Bergson, « Le possible et le réel ». Commentaire

,

L’idée de possible est consubstantielle à la métaphysique « classique » et à la négation de l’imprévisible nouveauté. La critique de l’idée de possible est donc décisive pour la métaphysique de la durée et/ou de la création. Il en sera encore question dans la première introduction et plusieurs fois dans l’ensemble de La pensée et le mouvant. Dans cet essai il aborde cette critique pour elle-même et, plus précisément, a pour objet de montrer que l’idée de possible est une idée négative au même titre que celles de néant et de désordre, véhiculant la même illusion à prendre le plus pour le moins.

Création et nouveauté (135-141)

Bergson commence précisément cet article, d’abord paru dans une revue suédoise, par réaffirmer sa conviction que l’univers est un processus de « création d’imprévisible nouveauté » (135). Et cette conviction s’appuie sur l’expérience la plus ordinaire « à chaque instant ». Il reprend une idée acquise depuis l’Essai sur les données immédiates de la conscience : l’action ou l’événement est toujours plus riche et imprévisible par rapport à la représentation, nécessairement abstraite et schématique, de l’action ou de l’événement. Ainsi de l’exemple d’une réunion. J’ai beau savoir quand elle aura lieu, quelles personnes y participeront, quelle sera la disposition, quel sera le sujet de discussion, il suffit que ces personnes prennent place, échangent pour donner une « impression unique et neuve, comme s’il était maintenant dessiné d’un seul trait original par une main d’artiste » (135). Qu’on ne se méprenne pas : ce n’est pas simplement une « impression » subjective, mais bien une réalité objective. La réunion ne réalise pas l’image possible que je m’en faisait, par juxtaposition d’éléments, mais fait advenir du « neuf », càd du radicalement nouveau, de l’absolument imprévisible. Il en va d’une telle réunion comme de l’œuvre d’un artiste, qui n’a pas besoin d’avoir la qualité artistique d’un chef d’œuvre (Rembrandt) : le résultat y est également « inattendu » et « original » (136).

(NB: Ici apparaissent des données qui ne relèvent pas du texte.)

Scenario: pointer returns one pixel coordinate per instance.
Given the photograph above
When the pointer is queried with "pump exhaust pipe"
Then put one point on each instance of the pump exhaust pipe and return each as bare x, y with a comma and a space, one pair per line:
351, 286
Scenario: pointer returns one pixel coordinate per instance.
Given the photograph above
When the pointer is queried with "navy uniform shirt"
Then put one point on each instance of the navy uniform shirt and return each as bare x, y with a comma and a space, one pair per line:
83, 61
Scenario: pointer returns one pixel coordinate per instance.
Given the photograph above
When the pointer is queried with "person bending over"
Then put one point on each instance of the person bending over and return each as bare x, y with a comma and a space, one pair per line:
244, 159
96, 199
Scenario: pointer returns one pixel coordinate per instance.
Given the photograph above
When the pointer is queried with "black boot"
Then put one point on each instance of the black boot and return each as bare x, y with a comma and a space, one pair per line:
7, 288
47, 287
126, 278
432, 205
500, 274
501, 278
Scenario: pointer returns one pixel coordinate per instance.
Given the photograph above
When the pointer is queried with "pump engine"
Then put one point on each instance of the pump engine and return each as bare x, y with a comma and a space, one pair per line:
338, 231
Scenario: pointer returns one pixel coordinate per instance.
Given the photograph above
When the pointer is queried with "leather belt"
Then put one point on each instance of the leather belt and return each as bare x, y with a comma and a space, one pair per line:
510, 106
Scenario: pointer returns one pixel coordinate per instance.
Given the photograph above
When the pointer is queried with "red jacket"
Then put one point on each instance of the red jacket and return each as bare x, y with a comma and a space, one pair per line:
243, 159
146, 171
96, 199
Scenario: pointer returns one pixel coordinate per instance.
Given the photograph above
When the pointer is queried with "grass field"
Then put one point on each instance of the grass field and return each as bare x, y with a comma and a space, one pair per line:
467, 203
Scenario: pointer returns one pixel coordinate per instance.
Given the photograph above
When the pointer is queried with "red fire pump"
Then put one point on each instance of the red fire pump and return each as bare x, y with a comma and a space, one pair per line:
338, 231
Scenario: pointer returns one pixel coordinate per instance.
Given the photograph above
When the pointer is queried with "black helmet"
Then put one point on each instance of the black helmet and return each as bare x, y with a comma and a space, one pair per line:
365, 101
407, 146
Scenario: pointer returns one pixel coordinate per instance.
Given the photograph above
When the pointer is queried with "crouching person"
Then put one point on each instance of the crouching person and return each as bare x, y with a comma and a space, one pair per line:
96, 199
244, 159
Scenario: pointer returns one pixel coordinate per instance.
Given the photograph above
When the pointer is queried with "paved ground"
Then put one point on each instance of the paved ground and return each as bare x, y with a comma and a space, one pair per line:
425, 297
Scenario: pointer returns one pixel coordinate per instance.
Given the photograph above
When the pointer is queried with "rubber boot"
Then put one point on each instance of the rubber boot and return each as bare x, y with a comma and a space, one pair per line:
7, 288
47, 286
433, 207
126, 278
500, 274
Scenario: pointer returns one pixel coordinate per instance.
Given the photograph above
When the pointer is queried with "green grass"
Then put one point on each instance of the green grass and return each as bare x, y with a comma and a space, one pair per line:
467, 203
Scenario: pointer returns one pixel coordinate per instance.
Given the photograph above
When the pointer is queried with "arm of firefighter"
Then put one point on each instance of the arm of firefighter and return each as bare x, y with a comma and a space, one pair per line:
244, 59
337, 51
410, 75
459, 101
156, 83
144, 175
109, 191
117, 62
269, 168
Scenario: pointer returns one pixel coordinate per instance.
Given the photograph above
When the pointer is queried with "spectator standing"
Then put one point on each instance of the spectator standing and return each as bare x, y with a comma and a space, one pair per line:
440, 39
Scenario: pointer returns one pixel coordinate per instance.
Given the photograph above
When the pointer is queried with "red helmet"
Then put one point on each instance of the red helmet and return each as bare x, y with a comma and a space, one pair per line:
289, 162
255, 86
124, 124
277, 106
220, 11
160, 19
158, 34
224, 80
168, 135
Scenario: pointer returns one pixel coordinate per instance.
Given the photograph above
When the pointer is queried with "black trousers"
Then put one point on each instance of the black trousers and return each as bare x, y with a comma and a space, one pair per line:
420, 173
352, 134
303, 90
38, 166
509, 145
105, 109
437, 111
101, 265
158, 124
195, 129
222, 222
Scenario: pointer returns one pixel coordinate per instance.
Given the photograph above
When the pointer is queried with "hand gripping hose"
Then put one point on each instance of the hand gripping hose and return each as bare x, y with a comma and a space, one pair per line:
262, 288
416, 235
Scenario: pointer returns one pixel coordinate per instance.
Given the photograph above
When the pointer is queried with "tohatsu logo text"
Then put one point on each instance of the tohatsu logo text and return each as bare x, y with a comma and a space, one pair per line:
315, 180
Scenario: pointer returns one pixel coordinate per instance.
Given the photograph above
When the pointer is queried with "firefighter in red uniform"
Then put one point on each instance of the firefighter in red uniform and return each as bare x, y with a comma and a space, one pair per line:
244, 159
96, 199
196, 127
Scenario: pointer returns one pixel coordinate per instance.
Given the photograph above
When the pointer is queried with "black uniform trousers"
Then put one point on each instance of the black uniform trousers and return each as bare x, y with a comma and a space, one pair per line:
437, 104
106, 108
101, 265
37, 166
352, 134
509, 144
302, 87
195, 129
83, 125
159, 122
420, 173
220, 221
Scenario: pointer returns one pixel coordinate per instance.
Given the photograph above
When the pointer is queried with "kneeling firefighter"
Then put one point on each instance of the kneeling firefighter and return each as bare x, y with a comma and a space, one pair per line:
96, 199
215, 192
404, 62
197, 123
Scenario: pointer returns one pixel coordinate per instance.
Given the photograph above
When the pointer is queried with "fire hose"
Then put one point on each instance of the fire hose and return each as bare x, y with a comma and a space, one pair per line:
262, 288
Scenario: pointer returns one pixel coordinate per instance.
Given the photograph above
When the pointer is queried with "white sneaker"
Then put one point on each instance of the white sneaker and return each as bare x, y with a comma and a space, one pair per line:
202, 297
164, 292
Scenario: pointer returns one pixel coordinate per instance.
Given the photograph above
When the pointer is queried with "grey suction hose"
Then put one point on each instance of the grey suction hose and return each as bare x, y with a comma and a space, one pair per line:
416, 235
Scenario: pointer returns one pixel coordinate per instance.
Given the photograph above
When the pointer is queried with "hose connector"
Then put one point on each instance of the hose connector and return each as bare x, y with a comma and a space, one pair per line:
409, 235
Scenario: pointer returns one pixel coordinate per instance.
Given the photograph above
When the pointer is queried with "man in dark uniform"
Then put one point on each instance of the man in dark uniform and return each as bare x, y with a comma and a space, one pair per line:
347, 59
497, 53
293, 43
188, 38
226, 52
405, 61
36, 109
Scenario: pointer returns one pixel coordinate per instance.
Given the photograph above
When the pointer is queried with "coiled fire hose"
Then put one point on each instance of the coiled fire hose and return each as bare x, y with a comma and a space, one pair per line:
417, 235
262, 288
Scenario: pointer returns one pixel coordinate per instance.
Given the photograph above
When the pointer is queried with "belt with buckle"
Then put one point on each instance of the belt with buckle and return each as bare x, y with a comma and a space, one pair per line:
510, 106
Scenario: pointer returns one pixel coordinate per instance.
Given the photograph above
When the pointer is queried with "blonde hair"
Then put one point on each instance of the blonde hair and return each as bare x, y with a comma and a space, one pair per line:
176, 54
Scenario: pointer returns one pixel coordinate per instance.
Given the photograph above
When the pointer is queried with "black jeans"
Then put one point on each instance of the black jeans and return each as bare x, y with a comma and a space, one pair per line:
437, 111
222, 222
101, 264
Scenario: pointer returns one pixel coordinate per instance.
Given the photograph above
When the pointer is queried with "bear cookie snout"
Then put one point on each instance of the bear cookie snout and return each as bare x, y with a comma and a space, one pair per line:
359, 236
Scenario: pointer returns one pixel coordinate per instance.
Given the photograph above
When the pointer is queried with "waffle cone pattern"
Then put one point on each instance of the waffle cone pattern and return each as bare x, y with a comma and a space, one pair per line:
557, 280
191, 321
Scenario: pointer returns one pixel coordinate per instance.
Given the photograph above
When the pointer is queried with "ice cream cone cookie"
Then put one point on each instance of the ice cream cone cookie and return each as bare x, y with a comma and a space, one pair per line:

Si l’on objecte que cette « impression » est l’effet d’une connaissance partielle sur le détail des circonstances, il faut répondre que cette même impression de nouveauté est éprouvée « devant le déroulement de ma vie intérieure » (136) — et plus loin « état d’âme ». Sans doute mon action a été voulue, et même a fait l’objet d’une délibération. Mais outre le fait que la délibération donne une vision déformée, spatialisante et soumise à l’idée de possible (voir Essai sur les données immédiates de la conscience, p. 168-169), elle n’empêche pas que l’action elle-même possédera une forme originale qui n’appartient qu’à elle.